DH5 alpha methylation profile - (Jan/31/2008 )
Hello everybody 
I'm not a molecular biology specialist, so I apologize if my question is a bit stupid, or have ever been asked on this forum.
I work with a pNL4-3 vector (with complete HIV genome inside), which is produced by a E Coli DH5 alpha strain. I have extracted the plasmid DNA from bacterial cultures and at the moment, I'm trying to digest it by ApaI and SalI. Logically, we should observe two equal bands (about 3700 and 11000 bp long). After the digestion, there is 1 large band at about 4000 bp, and a very small band (sometimes nothing) between 16000 and 23000bp (I use DNA Marker "lambda Hind III").
And a single digestion with ApaI never gives us a single band 15000 bp long...
Does the problem comme from the digestion (I have already tried to increase the enzyme quantity and the time of digestion, but with no result) ?... or from DNA methylation by bacterial cells? In this case, what can I do (I must work with these 2 restriction enzymes)? Do you know any "non-methylater" bacterial strains that could be used?

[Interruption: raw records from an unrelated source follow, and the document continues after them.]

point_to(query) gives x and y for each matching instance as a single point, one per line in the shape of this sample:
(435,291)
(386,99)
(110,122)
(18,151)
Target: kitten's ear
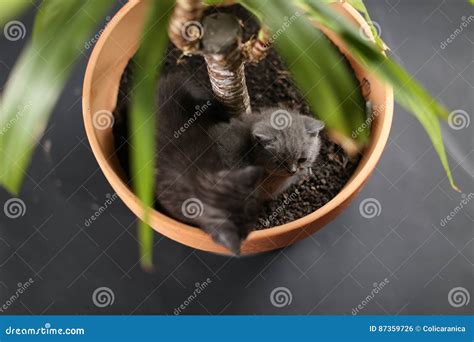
(313,126)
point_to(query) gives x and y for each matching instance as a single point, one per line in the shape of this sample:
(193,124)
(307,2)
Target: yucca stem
(223,51)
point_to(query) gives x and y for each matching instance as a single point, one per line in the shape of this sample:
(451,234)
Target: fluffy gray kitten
(285,143)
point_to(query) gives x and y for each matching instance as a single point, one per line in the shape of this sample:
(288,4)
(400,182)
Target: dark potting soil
(269,84)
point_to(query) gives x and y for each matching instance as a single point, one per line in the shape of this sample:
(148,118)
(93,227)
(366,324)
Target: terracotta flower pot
(117,45)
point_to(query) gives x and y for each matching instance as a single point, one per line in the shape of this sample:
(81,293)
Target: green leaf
(327,83)
(147,66)
(10,9)
(412,96)
(360,6)
(38,77)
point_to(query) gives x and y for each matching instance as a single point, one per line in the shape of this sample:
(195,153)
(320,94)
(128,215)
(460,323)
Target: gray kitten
(285,143)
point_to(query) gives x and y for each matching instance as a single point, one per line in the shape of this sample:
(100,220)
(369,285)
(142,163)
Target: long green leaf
(148,61)
(409,93)
(11,8)
(360,6)
(326,82)
(38,78)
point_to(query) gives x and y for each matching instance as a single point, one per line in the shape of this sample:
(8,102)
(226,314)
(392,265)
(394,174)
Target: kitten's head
(286,142)
(231,206)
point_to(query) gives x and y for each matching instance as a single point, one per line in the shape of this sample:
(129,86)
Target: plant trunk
(219,39)
(222,49)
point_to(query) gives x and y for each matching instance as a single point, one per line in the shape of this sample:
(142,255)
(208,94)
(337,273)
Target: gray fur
(285,143)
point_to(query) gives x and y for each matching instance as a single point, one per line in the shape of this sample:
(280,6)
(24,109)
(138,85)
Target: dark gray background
(328,273)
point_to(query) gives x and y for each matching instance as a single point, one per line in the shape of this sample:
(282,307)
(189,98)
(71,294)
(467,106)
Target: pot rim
(166,224)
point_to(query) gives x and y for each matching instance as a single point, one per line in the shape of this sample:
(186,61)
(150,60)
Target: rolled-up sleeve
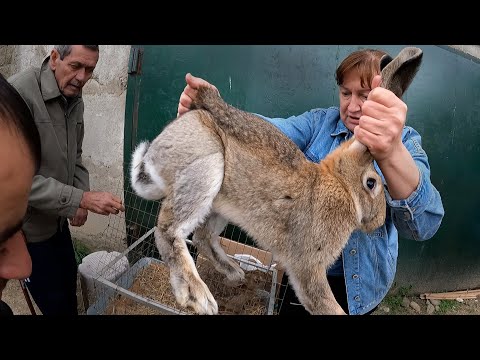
(419,216)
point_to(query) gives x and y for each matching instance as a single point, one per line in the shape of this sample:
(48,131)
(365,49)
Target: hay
(152,282)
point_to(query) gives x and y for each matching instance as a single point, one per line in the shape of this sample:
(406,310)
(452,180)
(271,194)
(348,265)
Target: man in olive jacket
(60,188)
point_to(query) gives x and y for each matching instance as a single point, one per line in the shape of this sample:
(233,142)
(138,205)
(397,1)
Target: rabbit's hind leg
(206,239)
(185,207)
(312,289)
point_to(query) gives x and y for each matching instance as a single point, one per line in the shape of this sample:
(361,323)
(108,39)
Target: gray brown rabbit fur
(218,164)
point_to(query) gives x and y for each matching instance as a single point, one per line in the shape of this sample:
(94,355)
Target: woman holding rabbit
(364,273)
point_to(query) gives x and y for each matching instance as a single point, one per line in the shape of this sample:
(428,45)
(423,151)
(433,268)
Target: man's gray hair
(65,50)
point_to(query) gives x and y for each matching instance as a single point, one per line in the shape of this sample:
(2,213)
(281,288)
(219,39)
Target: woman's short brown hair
(365,62)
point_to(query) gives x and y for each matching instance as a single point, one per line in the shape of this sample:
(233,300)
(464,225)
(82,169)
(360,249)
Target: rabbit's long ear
(398,73)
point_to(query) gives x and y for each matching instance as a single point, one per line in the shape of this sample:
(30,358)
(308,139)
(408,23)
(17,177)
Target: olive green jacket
(59,184)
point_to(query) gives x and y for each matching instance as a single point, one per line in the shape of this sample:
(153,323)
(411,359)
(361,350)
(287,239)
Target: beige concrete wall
(104,97)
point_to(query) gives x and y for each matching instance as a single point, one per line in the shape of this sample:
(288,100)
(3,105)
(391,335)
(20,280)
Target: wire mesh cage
(127,276)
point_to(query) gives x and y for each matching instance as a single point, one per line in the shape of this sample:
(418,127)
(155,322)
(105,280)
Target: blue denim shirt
(369,261)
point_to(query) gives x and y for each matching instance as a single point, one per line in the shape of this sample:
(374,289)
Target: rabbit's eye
(371,183)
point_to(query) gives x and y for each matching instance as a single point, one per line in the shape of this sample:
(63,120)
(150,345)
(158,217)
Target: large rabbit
(218,164)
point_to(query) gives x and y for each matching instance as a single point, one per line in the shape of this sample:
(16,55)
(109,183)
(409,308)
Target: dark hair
(366,62)
(65,50)
(15,114)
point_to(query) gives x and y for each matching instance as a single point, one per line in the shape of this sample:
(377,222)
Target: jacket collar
(49,86)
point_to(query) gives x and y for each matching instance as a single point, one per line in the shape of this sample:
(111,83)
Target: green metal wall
(283,80)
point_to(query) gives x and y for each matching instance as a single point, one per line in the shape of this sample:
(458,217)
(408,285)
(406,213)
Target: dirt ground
(400,303)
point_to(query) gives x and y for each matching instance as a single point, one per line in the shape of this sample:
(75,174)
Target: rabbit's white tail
(142,176)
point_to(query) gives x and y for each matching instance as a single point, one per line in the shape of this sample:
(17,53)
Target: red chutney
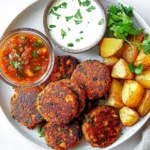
(24,58)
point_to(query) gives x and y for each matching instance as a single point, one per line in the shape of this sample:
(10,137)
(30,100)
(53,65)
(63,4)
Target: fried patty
(62,137)
(94,77)
(79,92)
(57,104)
(23,107)
(101,127)
(63,68)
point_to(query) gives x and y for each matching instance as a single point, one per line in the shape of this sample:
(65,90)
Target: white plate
(33,17)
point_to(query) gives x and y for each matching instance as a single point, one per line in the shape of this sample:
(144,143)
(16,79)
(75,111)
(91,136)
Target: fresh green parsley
(77,21)
(52,26)
(62,5)
(85,3)
(91,8)
(136,70)
(120,22)
(38,68)
(35,54)
(68,18)
(40,132)
(101,22)
(63,33)
(70,45)
(16,64)
(78,14)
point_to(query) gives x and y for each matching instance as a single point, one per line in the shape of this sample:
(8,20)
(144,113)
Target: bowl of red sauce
(26,58)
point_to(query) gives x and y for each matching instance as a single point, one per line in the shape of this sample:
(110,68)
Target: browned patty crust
(62,137)
(79,92)
(57,104)
(63,68)
(101,127)
(94,77)
(23,107)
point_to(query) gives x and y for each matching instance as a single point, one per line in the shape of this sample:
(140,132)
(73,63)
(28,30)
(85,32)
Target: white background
(9,139)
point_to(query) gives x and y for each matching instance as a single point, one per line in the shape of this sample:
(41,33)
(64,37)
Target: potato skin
(101,127)
(144,79)
(128,116)
(121,70)
(115,94)
(144,105)
(132,93)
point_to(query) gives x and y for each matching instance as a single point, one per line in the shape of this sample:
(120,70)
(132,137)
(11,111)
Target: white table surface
(9,139)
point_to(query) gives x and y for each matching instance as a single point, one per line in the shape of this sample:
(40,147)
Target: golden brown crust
(101,127)
(62,137)
(94,77)
(23,107)
(57,104)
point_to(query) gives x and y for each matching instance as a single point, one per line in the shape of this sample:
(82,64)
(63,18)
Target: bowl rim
(68,50)
(50,66)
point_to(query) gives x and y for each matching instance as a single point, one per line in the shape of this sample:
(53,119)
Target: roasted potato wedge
(115,95)
(144,105)
(110,61)
(143,59)
(109,46)
(132,93)
(121,70)
(128,116)
(144,79)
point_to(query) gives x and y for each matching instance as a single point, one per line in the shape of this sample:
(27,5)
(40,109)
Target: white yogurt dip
(76,24)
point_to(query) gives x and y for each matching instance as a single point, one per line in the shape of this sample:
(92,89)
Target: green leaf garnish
(68,18)
(35,54)
(101,22)
(136,70)
(38,43)
(40,132)
(52,26)
(77,21)
(16,64)
(38,68)
(78,14)
(78,40)
(63,33)
(70,45)
(91,8)
(85,3)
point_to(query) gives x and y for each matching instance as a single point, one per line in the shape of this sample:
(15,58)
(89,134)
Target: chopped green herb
(77,21)
(70,45)
(52,26)
(38,44)
(63,5)
(16,64)
(35,54)
(77,40)
(78,14)
(91,8)
(38,68)
(69,29)
(68,18)
(101,22)
(40,132)
(136,70)
(63,33)
(85,3)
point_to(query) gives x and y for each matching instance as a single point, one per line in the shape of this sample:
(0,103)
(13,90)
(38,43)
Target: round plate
(32,17)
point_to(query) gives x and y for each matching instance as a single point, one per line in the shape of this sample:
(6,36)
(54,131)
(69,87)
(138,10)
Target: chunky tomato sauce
(24,58)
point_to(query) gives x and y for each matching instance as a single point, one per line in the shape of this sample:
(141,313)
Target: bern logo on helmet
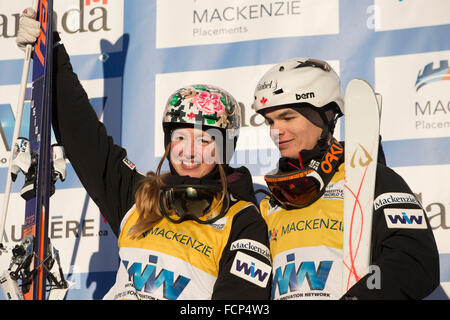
(306,95)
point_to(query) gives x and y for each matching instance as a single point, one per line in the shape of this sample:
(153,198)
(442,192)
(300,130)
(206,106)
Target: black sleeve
(100,165)
(249,237)
(404,249)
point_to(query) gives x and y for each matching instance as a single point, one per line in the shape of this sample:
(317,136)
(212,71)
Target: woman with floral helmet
(191,233)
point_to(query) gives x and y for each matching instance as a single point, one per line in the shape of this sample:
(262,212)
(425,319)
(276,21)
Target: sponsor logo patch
(251,269)
(251,245)
(394,198)
(129,164)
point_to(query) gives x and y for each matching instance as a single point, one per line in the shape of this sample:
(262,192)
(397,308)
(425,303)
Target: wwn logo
(251,269)
(405,218)
(290,279)
(147,279)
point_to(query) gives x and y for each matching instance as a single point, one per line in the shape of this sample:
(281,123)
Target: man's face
(292,132)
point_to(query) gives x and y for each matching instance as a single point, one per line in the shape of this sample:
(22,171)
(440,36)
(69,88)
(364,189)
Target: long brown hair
(147,198)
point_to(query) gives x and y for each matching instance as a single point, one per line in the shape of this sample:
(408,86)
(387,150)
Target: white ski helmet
(206,107)
(299,81)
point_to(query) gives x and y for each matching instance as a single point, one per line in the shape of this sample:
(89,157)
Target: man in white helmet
(301,100)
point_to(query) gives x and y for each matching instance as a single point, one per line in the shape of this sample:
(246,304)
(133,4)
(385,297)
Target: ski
(362,119)
(38,179)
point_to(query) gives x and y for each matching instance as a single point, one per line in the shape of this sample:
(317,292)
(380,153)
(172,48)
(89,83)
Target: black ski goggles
(193,202)
(302,187)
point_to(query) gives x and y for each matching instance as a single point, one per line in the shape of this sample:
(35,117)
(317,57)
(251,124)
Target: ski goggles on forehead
(315,64)
(193,202)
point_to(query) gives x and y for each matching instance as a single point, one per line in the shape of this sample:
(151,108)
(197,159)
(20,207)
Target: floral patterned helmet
(206,107)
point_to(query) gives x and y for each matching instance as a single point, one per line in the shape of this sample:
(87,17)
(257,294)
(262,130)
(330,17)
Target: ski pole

Thank you for your answers, and good luck in your experiments 
ApaI can indeed be blocked by methylation. If the recognition site in the plasmid is followed by (A/T)GG the site will be methylated and ApaI will not cut there. So if that's the case in your situation, you should transfer the plasmid into a dcm- strain, for which we normally use the INV110 strain from Invitrogen
pNL4.3 is a commonly used vector for HIV-1 work, but the problem is that a lot of different clones exist. I faced the same problem as you did some years ago, just to find out that the sequence we had isn't correct, within the HIV-1 part there were some mutations and also there was a lot of extra genomic DNA between the LTR's and the pUC-backbone (so I got bigger bands than expected). So, if possible, try to sequence your plasmid (or do some basic PCR's on just to check), because you might be stuck with a clone that IS 20kb+ but still has the correct NL4.3-genome.
Thank you for your answers! 
I forgot to mention that I use pNL4-3 including NY5-LAV strain: ApaI restriction site GGGCCC is immediately followed by CT AGGAAAAA. Must the methylation site A/TGG be just after the site to impair enzyme action?
I read in a website that ApaI cleavage activity was "impaired" and not "blocked" by this type of methylation: do you know a protocol to increased enzyme activity (increase enzyme concentration...)
It looks like for this strand, the site will not be methylated but you should also check the reverse strand, as the methylation recognition sequence (CC(A/T)GG) can also be formed at the other side (so in front of the ApaI site but on the other strand). According to what I know, methylation will completely block ApaI cleavage (as I read in the NEB catalog) but I may be wrong about this.
I forgot to mention that I use pNL4-3 including NY5-LAV strain
Still, there can be big variation in the entire sequence! Sad but true (I've struggled quite some time with this issue, using ApaI too actually). So, before proceeding I suggest you try to find out, using other restriction enzymes (eg: EcoRI cuts halfway and XhoI cuts in nef for example, both should cut only once and are not affected by methylation) how big your molecular clone is.
You're right, Vairus...a colleague had the same idea this morning, and I test three different enzymatic digestions this morning. I'm waiting for the results...
thank you
Hello again!
Digestion experiments of pNL4-3 give me strange results: I need (4µL x 80U/µL)= at least 320U of EcoRI to open this plasmid...I precise that I used for digestion 1µL of pNL4-3 (1µg/µL, I'm sure of this). According to the manufacturer instructions, 0.1-1µL (with enzyme concentration= only 10U/µL) sould be sufficient. And EcoRI is not methylation sensitive.
What a strange plasmid ! Do you have any explanation or suggestion?
thank you for your answers
Something in your prep is inhibiting EcoRI then, or your enzyme has been stored improperly, or maybe (due to the presence of 2 LTR's) some re-organisation of the plasmid has taken place so that you're seeing strange results (E. coli does strange things with long terminal repeat sequences, maybe you should grow in different cells? I have no problems with pNL4.3 growing in DH5-alpha at 30°C and shaking at 180 rpm, but growing at 37°C and shaking 225-300 rpm can cause problems for plasmids with repeats).